そんな彼女にとって、「丘の屋敷」への招待状は、自身では見当もつかずにいた「あたらしい人生」の門出を照らし出す一筋の光のごときものだった。
『丘の屋敷』の原題は"The Haunting of Hill House"、つまりそこは、これまで借り住んだ人たちのことごとくが、短期間で去っていってしまうという、いわくつきの屋敷である。
心霊学研究者のモンタギュー博士は、心霊現象の謎を学術的に解き明かすという野望をもって屋敷を借り、調査の助手として何人かの人間をそこに招いた。集まったのは、透視能力をもつセオドラ、屋敷の持ち主の甥であるルーク、そしてエレーナである。エレーナも、自宅の屋根に突然石が降ってくるという不可解な現象を子どものころに経験していた。
この手の小説を読み慣れていない私が本書を手に取ったのは、おなじシャーリイ・ジャクスンの『ずっとお城で暮らしてる』(市田泉訳、創元推理文庫)を読み、この作者に興味をもったためだが、「超自然的要素」を排した恐怖小説である『ずっとお城で暮らしてる』とはちがい、『丘の屋敷』は常識では考えられない現象がつぎつぎとおこる。
ある夏、モンタギュー博士をはじめとする四人の人間が、屋敷で経験するさまざまな「心霊現象」には、身の毛がよだつ、という譬えそのままの思いをさせられた。とはいえ、おそらく真の恐怖小説のほとんどがそうであるように、この小説のほんとうの怖さは、そうした怖ろしい現象そのものにあるわけではないだろう。
モンタギュー博士は、いわゆる「幽霊屋敷」という呼び方を嫌う。それは、このことばから人々に連想されるあらゆる現象と、それらへの先入観からなるべく自由であろうとする学術的見地のためだが、はたして、彼ら四人の経験した「現象」は本当に"Haunting"であったのかどうか。そうとしか思えない音や振動、大量の血、突然あらわれる壁の落書き……。すべては、何も起こっていなかったといえばそうとも思われる。ただひとつたしかなのは、彼ら四人と、読者のなかの恐怖だけなのではないか。

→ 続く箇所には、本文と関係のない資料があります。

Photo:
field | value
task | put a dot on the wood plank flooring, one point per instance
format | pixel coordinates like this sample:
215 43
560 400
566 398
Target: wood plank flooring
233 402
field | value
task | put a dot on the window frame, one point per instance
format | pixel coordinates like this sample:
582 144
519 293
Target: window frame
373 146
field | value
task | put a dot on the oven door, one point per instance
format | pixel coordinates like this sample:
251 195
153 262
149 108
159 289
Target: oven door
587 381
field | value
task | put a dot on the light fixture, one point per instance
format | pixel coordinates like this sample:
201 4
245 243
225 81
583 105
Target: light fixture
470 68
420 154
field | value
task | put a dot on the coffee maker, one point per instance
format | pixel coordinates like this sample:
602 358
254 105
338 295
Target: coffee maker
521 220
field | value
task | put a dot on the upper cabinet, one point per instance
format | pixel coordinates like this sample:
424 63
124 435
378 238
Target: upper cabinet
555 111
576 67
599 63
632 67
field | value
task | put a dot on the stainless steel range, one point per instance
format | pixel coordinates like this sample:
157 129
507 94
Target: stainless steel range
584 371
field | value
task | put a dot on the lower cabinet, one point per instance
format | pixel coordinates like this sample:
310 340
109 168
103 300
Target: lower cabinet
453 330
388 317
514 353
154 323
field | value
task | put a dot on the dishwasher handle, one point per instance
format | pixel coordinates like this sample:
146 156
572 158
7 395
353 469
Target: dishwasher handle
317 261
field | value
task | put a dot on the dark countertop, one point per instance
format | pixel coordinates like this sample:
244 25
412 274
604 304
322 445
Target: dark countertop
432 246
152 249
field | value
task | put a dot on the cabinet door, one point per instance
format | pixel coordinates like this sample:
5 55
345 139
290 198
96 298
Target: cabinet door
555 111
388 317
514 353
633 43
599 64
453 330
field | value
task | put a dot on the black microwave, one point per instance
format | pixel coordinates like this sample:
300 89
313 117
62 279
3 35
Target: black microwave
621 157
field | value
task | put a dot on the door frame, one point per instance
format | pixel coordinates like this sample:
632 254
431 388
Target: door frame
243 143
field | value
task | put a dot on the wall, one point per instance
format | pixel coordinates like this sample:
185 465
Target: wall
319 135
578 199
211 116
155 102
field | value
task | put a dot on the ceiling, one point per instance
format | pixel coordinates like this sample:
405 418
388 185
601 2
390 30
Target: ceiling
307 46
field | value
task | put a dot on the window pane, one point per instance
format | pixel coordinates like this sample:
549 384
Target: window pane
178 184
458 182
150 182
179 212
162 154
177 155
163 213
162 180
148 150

「幽霊屋敷もの」の古典と称される本書は、スティーブン・キングの『シャイニング』にも影響を与えたというが、ヒロインのエレーナ・ヴァンスの面影は、おなじキングの『キャリー』のヒロイン、狂信的な母親のもとで抑圧的に育った少女・キャリーとも重なる。
物語の冒頭、いかなる恐怖が待っているとも知らず、窮屈な暮らしを抜けだし、束の間の希望に胸を躍らせながら、屋敷へと車を走らせるエレーナはなにより印象的だ。結末に辿りついたとき、ふたたびその彼女のドライヴを思うと、屋敷での出来事が「心霊現象」であったのがどうかは、ますますつかみどころのないものに感じられ、そのことがなにより怖ろしいのである。